The monetary system has developed over thousands of years. Commodities, primarily gold, were initially treated as money. While those who held gold faced no counterparty risk, gold was inconvenient to carry around for transactions and difficult to divide. Over the centuries it was replaced by paper money, with central banks holding gold and creating paper notes backed by gold and then by government bonds. In the modern economy, the majority of what we think of as money is a digital liability of a commercial bank. In other words, retail deposits are commercial bank liabilities, and only paper money is directly a central bank liability. Commercial banks receive wholesale funding from central banks, and deposits from everyday retail consumers – using those funds to distribute loans and purchase other assets.

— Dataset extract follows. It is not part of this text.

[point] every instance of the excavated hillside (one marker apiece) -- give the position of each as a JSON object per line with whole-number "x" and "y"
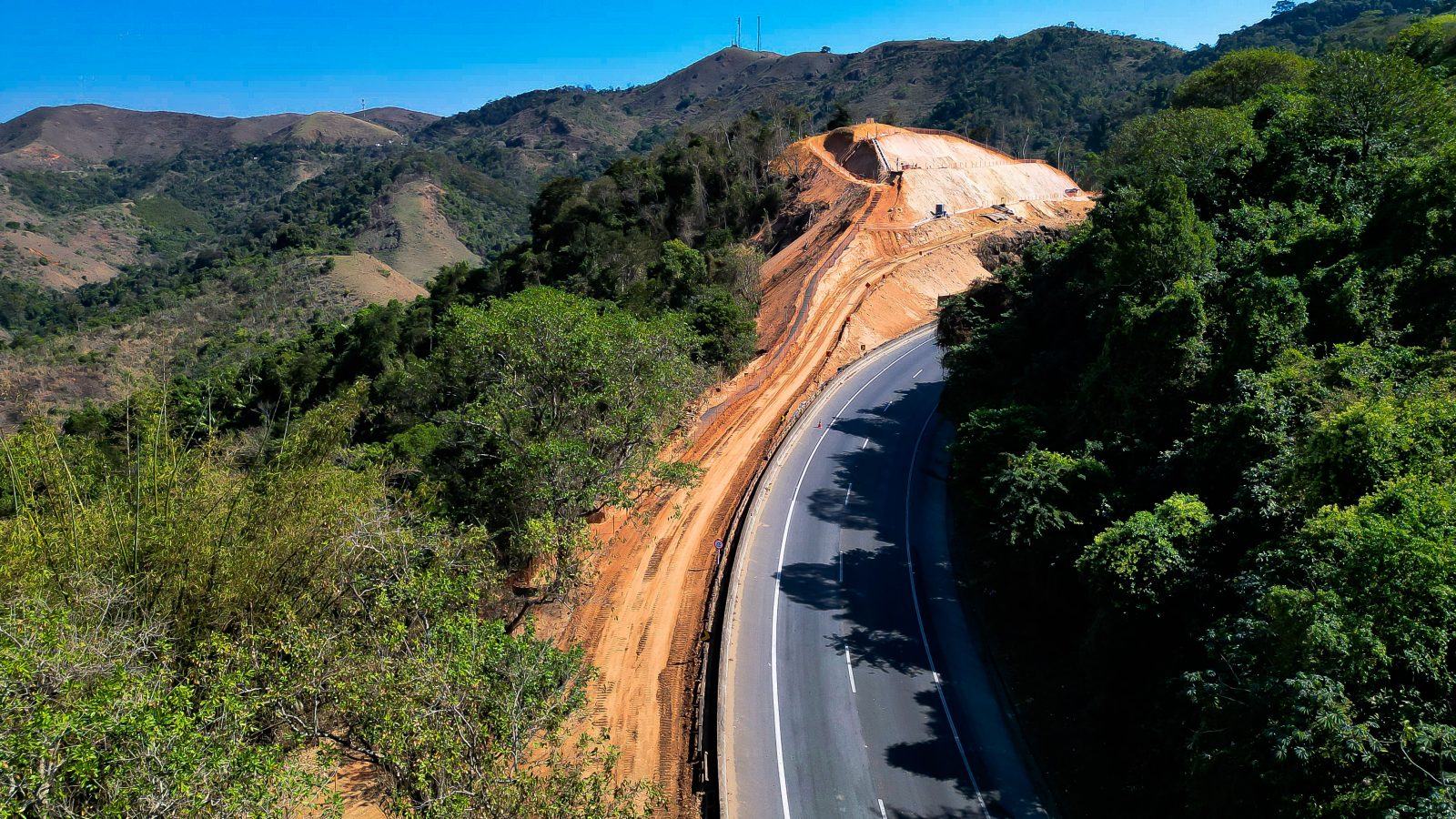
{"x": 868, "y": 264}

CBDCs could change the entire financing model. A retail CBDC could allow consumers to hold private accounts at the central bank. A private account at the central bank would be more secure than an account at a commercial bank – as the central bank is less likely to default than commercial ones. For a commercial bank to attract deposits it would need to offer higher interest rates. Alternatively, commercial banks could rely on wholesale markets – likely leading to higher rates. Potentially more worryingly, there would be strong incentives for individuals to convert their commercial bank deposits to CBDC during times of financial stress – increasing the risk of a bank run.
Central banks have raised concerns over CBDCs’ effect on the composition and cost of bank funding. Thus, they have attempted to design and implement CBDC in a way that makes the demand for CBDC, vis-à-vis bank deposits, manageable. Yet alternative models significantly reduce the potential benefits of CBDC. While some countries may implement CBDC models that do not significantly affect demand for commercial bank deposits, its highly likely that others will move ahead with a more disruptive and higher risk system.